Larry und Adam wachen in einem versifften Waschraum auf. An die Wand gekettet, in der Mitte des Raumes eine Leiche. Sie wissen nicht, wie sie dort hingekommen sind, noch was sie dort sollen. Erst nach und nach stellen sie fest, dass sie die Opfer eines Serienkillers geworden sind, der sie dazu bringen will, sich gegenseitig zu töten. In Rückblenden und Parallelhandlungen fügt sich dass Muster des sadistischen Spiels langsam zusammen.

Langsam genug, dass man als Zuschauer nie den Überblick verliert, denn obwohl es zwischenzeitlich doch etwas gemächlicher zugeht, verliert sich die Handlung nie in Belanglosigkeiten. Im Gegenteil: Je mehr es gen Ende zusteuert, desto intensiver und nervenaufreibender entwickelt sich das Szenario. Als Zuschauer erhält man die nötigen Informationen über die Protagonisten und den Killer in einer gut getimten Reihenfolge, sodass der Blick für andere wichtige Hinweise oftmals geschickt verdeckt wird. Somit gelingt den Machern hier ein seltenes Kunststück: Absolute Unvorhersehbarkeit über die gesamte Lauflänge. Ein Aspekt, den man lange missen musste.

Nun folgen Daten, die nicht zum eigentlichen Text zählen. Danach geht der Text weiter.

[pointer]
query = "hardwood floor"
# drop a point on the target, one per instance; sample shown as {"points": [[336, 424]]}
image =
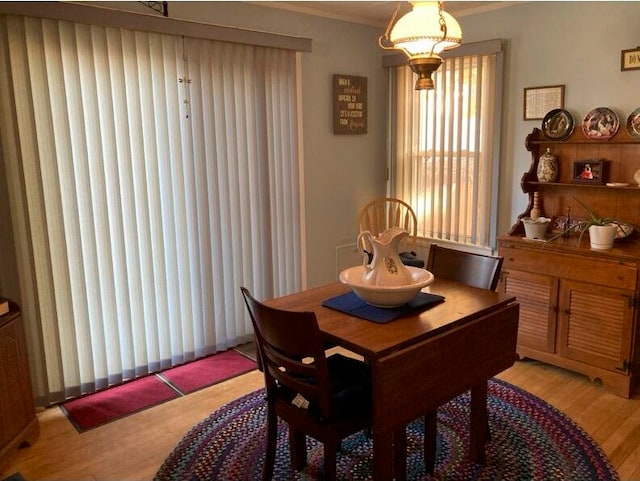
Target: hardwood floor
{"points": [[134, 448]]}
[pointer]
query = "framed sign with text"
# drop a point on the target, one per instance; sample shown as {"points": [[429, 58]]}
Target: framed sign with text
{"points": [[349, 104], [538, 101]]}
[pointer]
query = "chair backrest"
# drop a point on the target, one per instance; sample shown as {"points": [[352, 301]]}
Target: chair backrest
{"points": [[476, 270], [381, 214], [291, 352]]}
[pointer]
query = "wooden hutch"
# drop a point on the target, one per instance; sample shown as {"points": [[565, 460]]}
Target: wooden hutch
{"points": [[579, 307], [18, 422]]}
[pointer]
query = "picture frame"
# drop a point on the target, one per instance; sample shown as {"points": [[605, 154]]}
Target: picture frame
{"points": [[630, 59], [538, 101], [349, 104], [590, 172]]}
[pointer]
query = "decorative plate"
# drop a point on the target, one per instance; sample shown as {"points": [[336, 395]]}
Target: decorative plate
{"points": [[601, 124], [558, 124], [633, 124]]}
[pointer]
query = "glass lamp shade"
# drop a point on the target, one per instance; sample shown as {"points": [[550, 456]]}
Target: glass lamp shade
{"points": [[419, 33]]}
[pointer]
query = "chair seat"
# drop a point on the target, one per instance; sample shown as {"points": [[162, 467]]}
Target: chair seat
{"points": [[350, 381]]}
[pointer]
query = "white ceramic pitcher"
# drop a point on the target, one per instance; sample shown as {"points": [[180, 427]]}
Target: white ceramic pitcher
{"points": [[385, 268]]}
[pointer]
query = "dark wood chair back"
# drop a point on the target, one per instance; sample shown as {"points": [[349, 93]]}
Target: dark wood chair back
{"points": [[476, 270], [328, 398]]}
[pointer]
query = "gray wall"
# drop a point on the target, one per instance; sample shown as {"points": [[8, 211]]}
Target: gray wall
{"points": [[577, 44]]}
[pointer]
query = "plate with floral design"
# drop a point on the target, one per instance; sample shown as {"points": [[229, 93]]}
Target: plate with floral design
{"points": [[633, 124], [558, 124], [601, 124]]}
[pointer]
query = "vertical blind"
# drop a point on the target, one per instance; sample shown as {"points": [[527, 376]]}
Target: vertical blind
{"points": [[151, 176], [443, 156]]}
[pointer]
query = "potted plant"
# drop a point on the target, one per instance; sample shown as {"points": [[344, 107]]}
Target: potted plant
{"points": [[602, 230]]}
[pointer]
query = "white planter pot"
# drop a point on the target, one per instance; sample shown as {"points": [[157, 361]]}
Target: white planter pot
{"points": [[602, 236]]}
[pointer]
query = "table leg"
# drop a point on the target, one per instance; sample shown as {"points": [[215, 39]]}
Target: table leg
{"points": [[400, 454], [479, 423], [382, 456]]}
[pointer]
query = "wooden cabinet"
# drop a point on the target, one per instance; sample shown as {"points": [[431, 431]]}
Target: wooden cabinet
{"points": [[579, 307], [18, 421]]}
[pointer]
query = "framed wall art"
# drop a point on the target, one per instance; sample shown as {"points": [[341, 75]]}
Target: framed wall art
{"points": [[589, 172], [630, 59], [349, 104], [540, 100]]}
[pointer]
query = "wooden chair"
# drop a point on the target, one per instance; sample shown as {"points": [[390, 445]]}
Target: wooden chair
{"points": [[381, 214], [476, 270], [328, 398]]}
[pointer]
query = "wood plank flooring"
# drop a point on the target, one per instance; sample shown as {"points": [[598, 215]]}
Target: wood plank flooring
{"points": [[133, 448]]}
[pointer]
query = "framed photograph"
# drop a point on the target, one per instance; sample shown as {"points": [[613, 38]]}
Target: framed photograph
{"points": [[589, 172], [540, 100], [630, 59]]}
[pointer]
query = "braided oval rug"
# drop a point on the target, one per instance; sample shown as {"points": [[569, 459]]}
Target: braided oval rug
{"points": [[530, 440]]}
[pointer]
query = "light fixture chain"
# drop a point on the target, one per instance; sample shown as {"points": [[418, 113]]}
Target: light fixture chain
{"points": [[387, 32]]}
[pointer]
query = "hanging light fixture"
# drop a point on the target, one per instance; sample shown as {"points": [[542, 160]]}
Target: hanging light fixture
{"points": [[422, 34]]}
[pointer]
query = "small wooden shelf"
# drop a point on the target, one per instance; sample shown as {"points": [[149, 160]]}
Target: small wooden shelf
{"points": [[18, 421]]}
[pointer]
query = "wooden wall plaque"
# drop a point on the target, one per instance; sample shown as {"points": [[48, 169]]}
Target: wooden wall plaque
{"points": [[349, 104]]}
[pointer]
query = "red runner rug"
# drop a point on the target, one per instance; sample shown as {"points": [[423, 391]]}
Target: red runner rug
{"points": [[206, 372], [94, 410]]}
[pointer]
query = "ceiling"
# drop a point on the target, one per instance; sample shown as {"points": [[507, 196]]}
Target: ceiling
{"points": [[377, 13]]}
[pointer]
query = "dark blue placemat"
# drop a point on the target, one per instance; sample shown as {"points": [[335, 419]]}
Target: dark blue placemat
{"points": [[350, 303]]}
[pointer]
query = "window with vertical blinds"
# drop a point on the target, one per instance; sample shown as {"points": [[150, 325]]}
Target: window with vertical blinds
{"points": [[150, 177], [445, 155]]}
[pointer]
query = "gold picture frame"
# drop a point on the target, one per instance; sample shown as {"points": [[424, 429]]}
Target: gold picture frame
{"points": [[630, 59], [538, 101]]}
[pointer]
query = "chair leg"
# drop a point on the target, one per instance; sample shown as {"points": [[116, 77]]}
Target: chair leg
{"points": [[430, 435], [272, 438], [297, 448]]}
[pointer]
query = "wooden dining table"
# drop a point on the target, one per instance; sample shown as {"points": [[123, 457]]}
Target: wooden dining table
{"points": [[422, 359]]}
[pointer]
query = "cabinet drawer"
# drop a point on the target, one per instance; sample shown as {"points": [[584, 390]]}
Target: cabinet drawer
{"points": [[594, 270]]}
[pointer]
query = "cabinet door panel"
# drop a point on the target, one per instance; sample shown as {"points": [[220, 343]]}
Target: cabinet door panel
{"points": [[595, 325], [537, 295]]}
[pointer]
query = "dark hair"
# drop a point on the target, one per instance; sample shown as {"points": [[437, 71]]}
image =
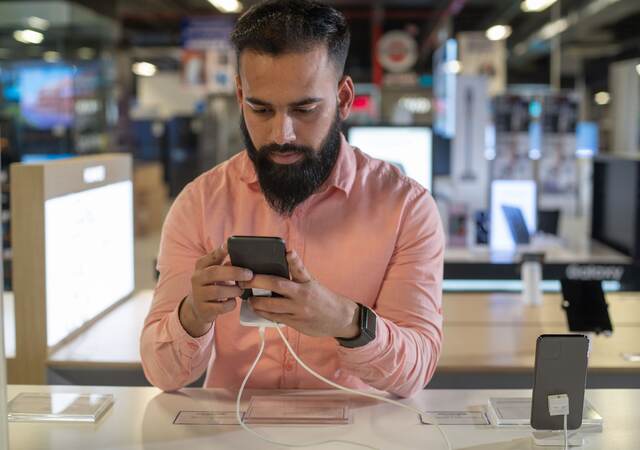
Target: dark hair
{"points": [[276, 27]]}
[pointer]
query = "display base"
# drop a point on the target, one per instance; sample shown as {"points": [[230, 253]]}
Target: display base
{"points": [[553, 438]]}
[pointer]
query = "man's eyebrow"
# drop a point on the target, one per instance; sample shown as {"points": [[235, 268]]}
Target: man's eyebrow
{"points": [[304, 101]]}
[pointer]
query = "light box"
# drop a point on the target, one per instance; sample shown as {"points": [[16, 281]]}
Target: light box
{"points": [[408, 148], [73, 249]]}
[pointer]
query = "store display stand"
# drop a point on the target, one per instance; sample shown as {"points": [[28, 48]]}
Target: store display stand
{"points": [[4, 430], [555, 438]]}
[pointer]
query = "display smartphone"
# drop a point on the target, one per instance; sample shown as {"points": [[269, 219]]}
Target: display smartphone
{"points": [[560, 368], [262, 255], [585, 306]]}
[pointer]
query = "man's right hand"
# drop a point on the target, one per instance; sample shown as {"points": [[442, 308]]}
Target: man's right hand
{"points": [[213, 292]]}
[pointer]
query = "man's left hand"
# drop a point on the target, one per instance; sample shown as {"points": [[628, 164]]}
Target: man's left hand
{"points": [[305, 305]]}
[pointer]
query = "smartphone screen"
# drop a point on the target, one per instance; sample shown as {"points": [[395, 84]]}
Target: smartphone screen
{"points": [[560, 368], [262, 255]]}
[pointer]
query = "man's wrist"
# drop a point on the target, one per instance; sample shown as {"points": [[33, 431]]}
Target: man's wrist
{"points": [[190, 323], [352, 329]]}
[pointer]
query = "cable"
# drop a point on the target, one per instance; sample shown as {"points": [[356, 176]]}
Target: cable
{"points": [[261, 331], [364, 394], [566, 437]]}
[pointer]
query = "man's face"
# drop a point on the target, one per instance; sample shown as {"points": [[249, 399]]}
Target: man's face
{"points": [[292, 106]]}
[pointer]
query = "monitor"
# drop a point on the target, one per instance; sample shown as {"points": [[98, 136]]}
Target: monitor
{"points": [[517, 224], [519, 198], [408, 148], [77, 239], [616, 198]]}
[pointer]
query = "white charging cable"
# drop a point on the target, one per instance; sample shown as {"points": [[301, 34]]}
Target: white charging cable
{"points": [[559, 405], [330, 383], [261, 331]]}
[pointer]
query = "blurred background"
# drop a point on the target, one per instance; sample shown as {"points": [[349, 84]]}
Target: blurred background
{"points": [[521, 117]]}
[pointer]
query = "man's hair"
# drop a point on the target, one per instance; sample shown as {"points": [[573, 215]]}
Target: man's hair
{"points": [[277, 27]]}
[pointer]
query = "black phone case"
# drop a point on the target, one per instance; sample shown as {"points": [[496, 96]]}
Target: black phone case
{"points": [[263, 255], [560, 368]]}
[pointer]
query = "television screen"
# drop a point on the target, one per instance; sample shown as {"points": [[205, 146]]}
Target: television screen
{"points": [[408, 148], [509, 197], [47, 96], [615, 203], [89, 255]]}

Beinahe schwarzhumorig erscheinen dagegen die bizarren Einfälle, mit denen der Killer, im Abspann als "Jigsaw" bezeichnet, seine Opfer malträtiert. Die sadistische Fantasie kannte hier scheinbar keine Grenzen. So abgrundtief böse und vor allem blutig waren die bewegten Bilder in einem modernen Thriller selten. Dass hier für ein R-Rating geküzt werden musste , ist kaum verwunderlich.

Schauspielerisch wird hier eher auf Sparflamme gekocht: Cary Elwes und Leigh Whannel liefern insgesamt souveräne, aber nicht immer überzeugende Vorstellungen ab, was vor allem in den emotionaleren Szenen zum Vorschein kommt: Wenn Elwes beispielsweise in theatralischer Weise um seine Familie bangt, will sich einfach kein echter Schockmoment einstellen - nimmt man ihm die Rolle des Familienvaters doch ohnehin nur mit Zähneknirschen ab. Überzeugender bringt da schon Danny Glover seine Rolle als geläuterter Polizist rüber.

Mit "Saw" schuf James Wan endlich wieder einen innovativen, einen fesselnden Thriller, der seine Spannungskurve von Anfang bis Ende beibehält und auch abgebrühte Zuschauer noch richtig gut zu schockieren weiss. Ein zukünftiger Klassiker, der sich hinter seinen grossen Vorgängern nicht zu verstecken braucht.
Bleibt nur zu hoffen, dass wir auf ein solches Kinoerlebnis nicht nochmal zehn Jahre warten müssen.